As irrelevâncias nos movem. Tudo que fiz hoje foi irrelevante, ver uns carburadores, descobrir uma cor, procurar uns emblemas e umas calotas. Foi tudo que consegui fazer. Mergulhar na irrelevância e na indiferença.
O rapaz que entrou na escola atirando não se encaixa em nenhum perfil que permita esbravejar. Até onde se sabe, não era traficante, ladrão, fugitivo. Não era militante de nenhum partido, não lutava jiu-jítsu, não era um skinhead, não pertencia a nenhuma torcida organizada. Até onde se sabe, não usava drogas, não bebia, não era pedófilo, não era evangélico, não era muçulmano, não era judeu, não era cristão, não era xiita, não era sunita, não tirava racha na rua, não tinha suásticas tatuadas na pele, não pertencia a nenhuma seita, não era gótico, não era punk, não ouvia Bossa Nova, não usava piercing, não era rico, não era pobre, não era gordo, não era magro, não estava em liberdade condicional, não tinha passagem pela polícia, não vivia no Complexo do Alemão, não era do Jardim Ângela, não morava numa cobertura da Vieira Souto, não era nada. Segundo sua irmã, ele era estranho.
Estranho.
Seu nome era Wellington de Oliveira, um nome bem brasileiro, há milhares de Wellingtons, Washingtons, Andersons. O Brasil tem um estranho fascínio por W e por nomes que terminam em “on”. Wanderson, Jackson, Jobson, Richarlyson. Ele era um Wellington de Oliveira.

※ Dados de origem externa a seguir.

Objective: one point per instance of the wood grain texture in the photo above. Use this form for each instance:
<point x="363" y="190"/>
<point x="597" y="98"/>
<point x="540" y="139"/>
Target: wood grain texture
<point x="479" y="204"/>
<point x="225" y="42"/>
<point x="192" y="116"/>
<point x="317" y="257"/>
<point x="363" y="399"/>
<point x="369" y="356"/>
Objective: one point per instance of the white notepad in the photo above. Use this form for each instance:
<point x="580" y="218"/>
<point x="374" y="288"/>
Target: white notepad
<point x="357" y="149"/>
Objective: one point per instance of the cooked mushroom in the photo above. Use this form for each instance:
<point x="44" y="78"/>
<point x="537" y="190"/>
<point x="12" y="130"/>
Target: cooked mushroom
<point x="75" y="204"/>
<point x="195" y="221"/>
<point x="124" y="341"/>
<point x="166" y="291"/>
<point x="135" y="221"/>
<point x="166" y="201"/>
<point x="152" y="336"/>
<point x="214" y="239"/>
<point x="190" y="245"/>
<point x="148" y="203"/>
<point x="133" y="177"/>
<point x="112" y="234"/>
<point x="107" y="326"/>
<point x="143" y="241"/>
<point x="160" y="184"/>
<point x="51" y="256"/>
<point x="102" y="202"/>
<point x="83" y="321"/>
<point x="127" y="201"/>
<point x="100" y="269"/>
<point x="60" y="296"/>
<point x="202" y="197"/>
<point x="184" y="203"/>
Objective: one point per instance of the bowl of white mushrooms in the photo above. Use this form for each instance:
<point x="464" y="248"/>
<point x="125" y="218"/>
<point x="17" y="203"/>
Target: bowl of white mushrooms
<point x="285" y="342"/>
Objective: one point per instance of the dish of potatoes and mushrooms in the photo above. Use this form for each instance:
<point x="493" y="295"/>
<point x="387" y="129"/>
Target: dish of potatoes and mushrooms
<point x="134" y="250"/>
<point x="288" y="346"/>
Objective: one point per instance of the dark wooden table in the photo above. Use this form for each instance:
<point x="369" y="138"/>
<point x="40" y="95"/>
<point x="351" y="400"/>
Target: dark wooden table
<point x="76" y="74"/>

Quando não se pode culpar traficantes, fugitivos, ladrões, militantes, lutadores, skinheads, nazistas, torcedores organizados, drogados, cristãos, bêbados, pedófilos, muçulmanos, góticos, magros, evangélicos, rachadores, punks, gordos, xiitas, ricos, pobres, nem o prefeito, nem o governador, nem a presidenta, nem o ministro, nem o secretário, nem a polícia, nem o senador, nem o deputado, nem a diretora da escola, nem o médico, nem o professor, culpamos quem?
Culpamos quem?
Quando não podemos culpar ninguém, chegou a hora de assumir o que somos. Uma espécie fracassada, violenta, agressiva, condenada à extinção. Uma espécie habituada à barbárie, e que não se imagine que “nos transformamos em”. Sempre fomos assim, indecentes, obscenos, há séculos nos matando em guerras, inquisições, pogroms, chacinas, massacres, genocídios, atropelamentos, assassinatos, latrocínios, torturas, execuções. E pragas, pestes, terremotos, incêndios, tsunamis, deslizamentos, enchentes. Um moto-contínuo de mortes, mortes, mortes, e vinganças, vinganças, vinganças, ódio.
A criança é o pai do homem. Guardo um pequeno cartão com essa frase no meu carro, há anos está lá, era o convite da formatura do meu mais velho no pré-primário. Não o guardo como mantra ou guia espiritual. Está lá porque está lá, porque o carro que nos levou à formatura do pré ainda está comigo, e lá ficaram o cartão e a frase. De vez em quando uso o cartão, de papel de alta gramatura, cartolina, talvez, porque quando o vidro sobe levanta uma rebarba da forração da porta, e o cartão serve para colocar a forração no lugar. É um uso banal, irrelevante, coloco o cartão entre o vidro e a forração da porta, e tudo fica no lugar, tudo volta ao seu lugar. Um uso banal e irrelevante, mas que me faz ler essa frase todos os dias, ou, pelo menos, quando preciso colocar a forração da porta no lugar.
A criança é o pai do homem.
Wellington ajudou a nos matar mais um pouco hoje. É um erro, Wellington, matar-nos aos poucos. Da próxima vez, Wellington, mate-nos a nós, direto, sem intermediários.
Mate o homem, Wellington, não seus pais.